ŞİMİR KİMDİR ? 18 yıl önce Hz Ali ile Yezidin Babası Muaviye'ye Karşı savaşan ve bu savaş da sağ Gözünü kaybeden Hz Ali’nin Komutanlarındandır….! ( Miladi 656 yılında )
HZ Hüseyin Şimire Babasından dolayı Müsaade edin sadece ben Yezid ile Görüşeyim der Müsaade etmezler peki Müsaade Edin Nehrin Ötesine geçeyim der Biraz Ötede Fırat Nehri Güldür güldür akar sesi Kerbeladan duyulurken ne Nehri geçmesine nede Kırbalarına Bir gram su alınmasına müsaade etmezler. ALİ AŞKÂR suya hasret Kundaktaki Bebek, Evlad-ı Zehra suya Hasrettir 50 derecenin Üstünde Peygam ber efendimiz SA. Hz Muhammet efedimizin ( Bende Hüseyindenim dediği ) torunu 314 kişi suya hasret etrafları Binlerce Yezid Askeri ile çevrili bekletilmektedir İlla Hz Hüseyinin Biat etmesi istenmektedir 9 .Günde Tüm Kafile suya hasret bırakılmaktadır. Ve israrla Hüseyinden Biat beklenmektedir.. Hz HÜSEYİN ( KİTABIN VE SÜNNETİN VARİSİYİM ,ALEME RAHMET NEBİNİN EVLADIYIM ,HATİCETÜL KUBRANIN GÖNÜL MEYVESİYİM ) der Ben Biat edersem DİN BİTER. Der Tevafuka bakın ki 9 Muharrem Perşembe günüdür 2023 yılı da 9 muharrem Perşembe günüdür.

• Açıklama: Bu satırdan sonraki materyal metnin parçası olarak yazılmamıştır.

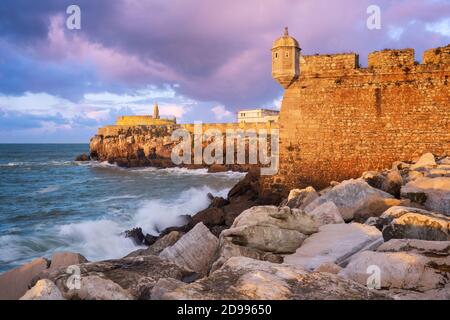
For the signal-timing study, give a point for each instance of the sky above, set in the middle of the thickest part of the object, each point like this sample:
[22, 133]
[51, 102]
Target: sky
[201, 60]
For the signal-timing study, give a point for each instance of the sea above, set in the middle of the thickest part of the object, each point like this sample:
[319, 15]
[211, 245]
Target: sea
[49, 202]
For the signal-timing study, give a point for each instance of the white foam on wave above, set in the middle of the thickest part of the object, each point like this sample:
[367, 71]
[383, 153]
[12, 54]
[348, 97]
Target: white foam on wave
[155, 215]
[97, 240]
[48, 189]
[103, 239]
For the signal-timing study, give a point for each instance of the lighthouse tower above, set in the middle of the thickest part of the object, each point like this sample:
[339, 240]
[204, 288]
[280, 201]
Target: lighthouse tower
[285, 60]
[156, 111]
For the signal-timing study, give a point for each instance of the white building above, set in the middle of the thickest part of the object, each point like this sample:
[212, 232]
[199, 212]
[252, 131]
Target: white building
[258, 115]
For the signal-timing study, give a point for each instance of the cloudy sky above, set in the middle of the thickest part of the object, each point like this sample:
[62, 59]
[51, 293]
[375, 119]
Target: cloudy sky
[200, 59]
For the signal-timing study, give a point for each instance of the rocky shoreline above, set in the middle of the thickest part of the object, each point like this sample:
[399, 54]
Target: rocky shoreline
[385, 235]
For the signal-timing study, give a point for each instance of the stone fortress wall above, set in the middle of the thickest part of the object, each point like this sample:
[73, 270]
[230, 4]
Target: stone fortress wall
[338, 120]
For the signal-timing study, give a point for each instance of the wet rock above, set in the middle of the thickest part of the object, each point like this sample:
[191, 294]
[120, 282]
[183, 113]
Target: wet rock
[334, 243]
[139, 238]
[155, 249]
[247, 279]
[15, 283]
[83, 157]
[328, 267]
[195, 250]
[355, 198]
[43, 290]
[423, 247]
[228, 249]
[65, 259]
[97, 288]
[402, 270]
[433, 193]
[413, 223]
[136, 275]
[426, 161]
[300, 198]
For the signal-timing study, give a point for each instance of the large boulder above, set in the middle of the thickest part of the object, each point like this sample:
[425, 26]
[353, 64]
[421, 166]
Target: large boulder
[195, 250]
[135, 275]
[247, 279]
[155, 249]
[413, 223]
[300, 198]
[228, 249]
[278, 230]
[65, 259]
[334, 243]
[433, 193]
[425, 161]
[14, 283]
[389, 181]
[356, 198]
[97, 288]
[43, 290]
[417, 268]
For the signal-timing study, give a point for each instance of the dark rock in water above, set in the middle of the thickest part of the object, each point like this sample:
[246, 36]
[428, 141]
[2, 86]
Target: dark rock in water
[136, 235]
[14, 283]
[136, 275]
[139, 238]
[83, 157]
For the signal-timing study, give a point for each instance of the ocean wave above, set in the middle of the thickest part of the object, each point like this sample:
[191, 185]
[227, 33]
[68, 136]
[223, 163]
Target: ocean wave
[155, 215]
[97, 240]
[112, 198]
[48, 189]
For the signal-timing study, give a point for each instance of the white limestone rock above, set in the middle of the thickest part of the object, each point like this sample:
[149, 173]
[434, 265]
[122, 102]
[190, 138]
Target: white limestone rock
[43, 290]
[433, 193]
[355, 198]
[334, 243]
[195, 250]
[401, 270]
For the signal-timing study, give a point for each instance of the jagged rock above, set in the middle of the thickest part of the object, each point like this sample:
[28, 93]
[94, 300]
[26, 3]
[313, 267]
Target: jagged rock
[15, 283]
[278, 230]
[433, 193]
[445, 161]
[334, 243]
[389, 181]
[300, 198]
[326, 213]
[163, 286]
[217, 202]
[424, 247]
[65, 259]
[402, 270]
[328, 267]
[434, 294]
[139, 238]
[247, 279]
[228, 249]
[136, 275]
[426, 161]
[43, 290]
[195, 250]
[355, 198]
[97, 288]
[83, 157]
[413, 223]
[155, 249]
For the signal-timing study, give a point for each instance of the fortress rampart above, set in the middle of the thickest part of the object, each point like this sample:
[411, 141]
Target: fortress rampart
[338, 120]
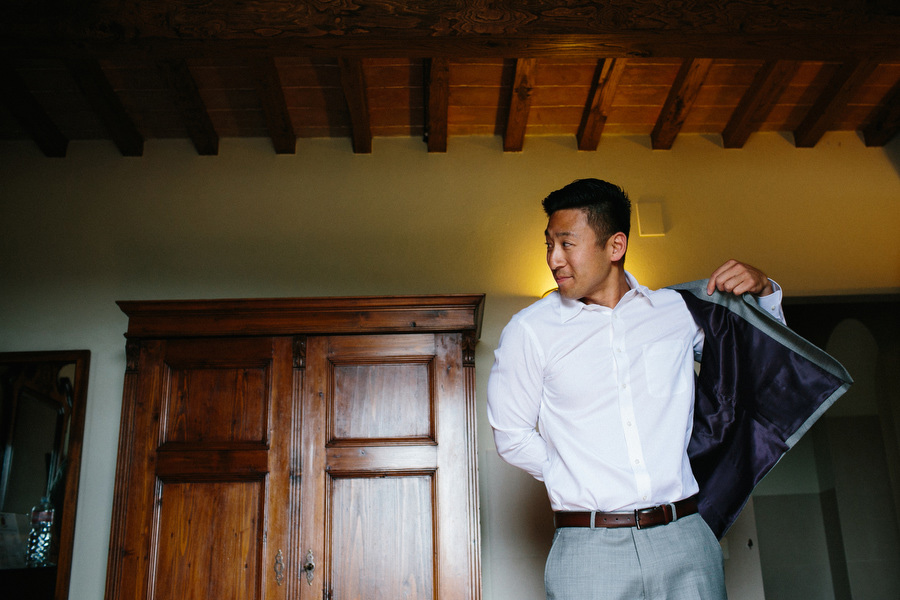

ŞİMİR Biat etmeyen Hz Hüseyin ve etrafına son olarak Biat edenler eman dileyenlerin af olunacağını Bildirir Bunu üzerine 314 kişilik kafileden 92 kişi kalır diğerleri biat eder yezidden canını kurtarır Kerbeladan ayrılır. Kalan 92 kişiye Hitabende Hz Hüseyin ÜSTÜNDE KUL HAKKI OLAN kafileden ayrılsın der ve sözlerine açıklık getirir. ( Komşusundan Bir kazan alıpta vermeyen. Arkadaşı Hakkında haksız Gıybet yapan. Beytül mala zarar everen. Devlete vergisini vermeyen , ailesine zulmeden 9 Muharrem gecesi ayrılsın der 20 kişi göz yaşları ile ağlaya ağlaya Kafileden ayrılır . 10 Muharrem sabahı Binlerce Yezid askeri Peygamber efendimizin Göz Nuru Torunu Hüseyine saldırır Günlerce susuz kalmış bitap 72 gerçek Sahabeye saldırı Hepsini Kılıçtan geçirir sadece 30 Müslüman kadın esir alınır içlerinde Tek Peygamber Torunu SEYYİDE ZEYNEP vardır bir de Zeynel Abidin .
Hz Hüseyin 30 dan fazla Ok ile vurulur Kolları kesilir Başı Kesilir Bir sepete Konur. Zeynel Abidin Tek Kurtulan erkektir oda savaş sırasında kımıldayamayacak kadar hasta ve bitap düşmüştür. Onunda Bir devenin arkasına bağlanan zincirlenmiş vaziyette sürükleyerek Yezidin huzuruna Götürürler.
Yezid Mağrur Gururlu Allah beni seviyor ki Bu savaşta beni Muzaffer eyledi der Huzuruna sepetler içinde getirilen Kesik başları dizdirdi onların dudaklarına elindeki uzun sopalarla vurarak Bakın Ben sizlerden üstünüm diye seslendi. Hz Hüseyin’in Kesik Başı 6 yaşındaki Kızı RUGAYDE= RUKİYE nin kucağına verdi. Babasının Kesik Başına sarılan Kızı Babam canın acıyor mu dedi ve Ruhunu teslim etti.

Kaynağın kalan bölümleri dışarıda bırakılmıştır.